Posted by Molly Rockett on April 05, 2016
A recent profile by Bloomberg Politics uses data from the U.S. Census survey to track why Americans don't vote. While the results vary by state, common issues cited are difficulty registering, health issues, and travel on the day of the election. The survey also breaks responses down by income level and age, yielding interesting insights about why some populations fail to turn up at the polls at greater rates than others. For example, they find that 25.5% of voters aged 25-44 were too busy to vote, and 23.9% of those earning over $150,000 a year reported being out of town. Those earning $20,000 or less, in contrast, were most likely to list illness or disability as their reason for not voting, with 20.1% indicating that response.

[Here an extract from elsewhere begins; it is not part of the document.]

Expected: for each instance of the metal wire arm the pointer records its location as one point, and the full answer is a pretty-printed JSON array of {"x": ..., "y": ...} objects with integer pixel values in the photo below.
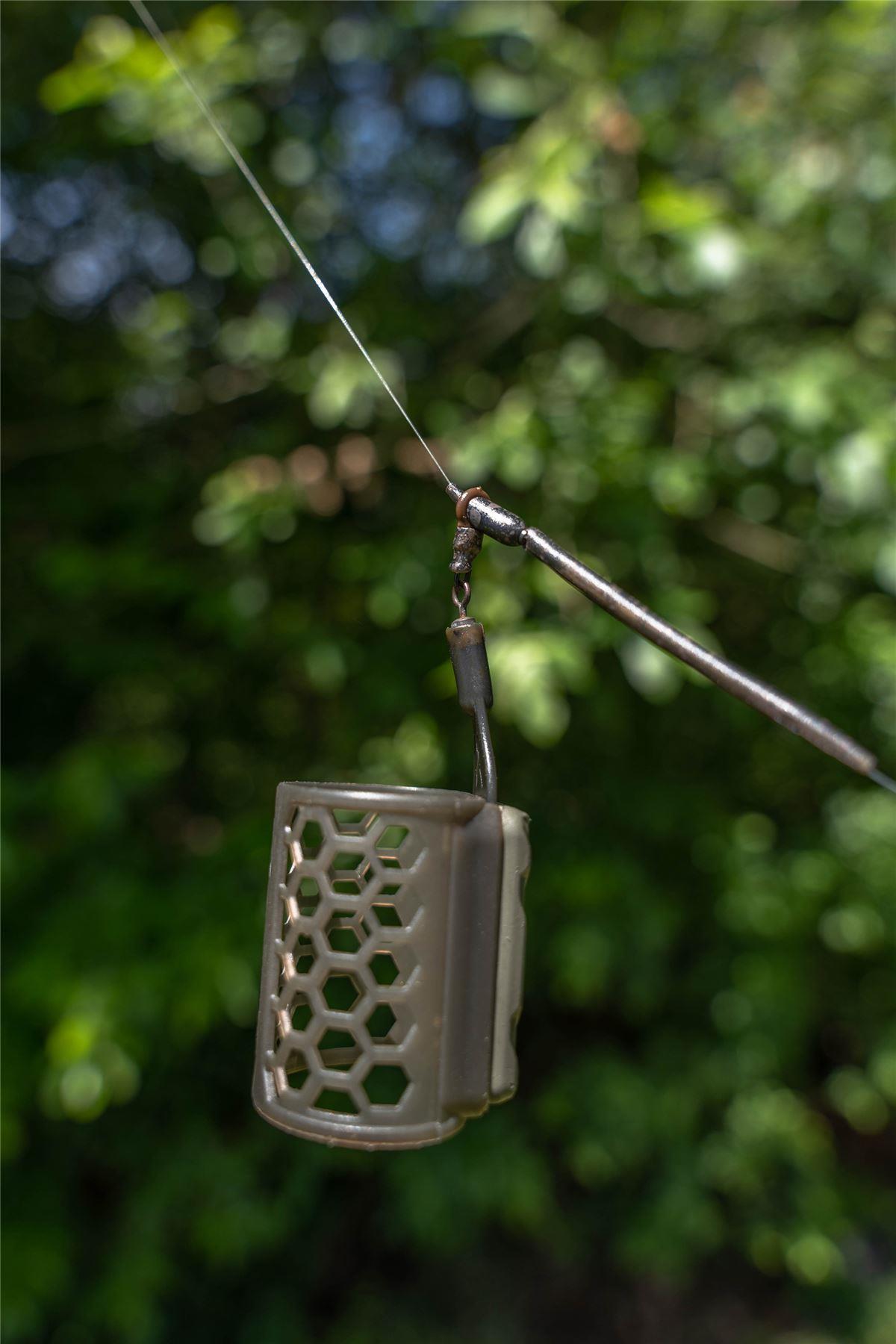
[{"x": 508, "y": 529}]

The authors of this piece, Michael Keller and Yvette Romero, acknowledge that such a multifaceted problem cannot have a simple or singular solution, but that the data makes a strong argument for reforms to the voter registration and early voting process. FairVote's resources on voter turnout in presidential elections list electoral competitiveness, election type, and voting laws among the major factors which may increase voter participation. See our map below for an overview of turnout rates in Presidential elections compared to Midterm elections. Combined with reforms to promote greater ballot access, as suggested by Keller, Romero and other voting rights activists, structural electoral reforms promote turnout and ensure every voter has a meaningful voice in their election.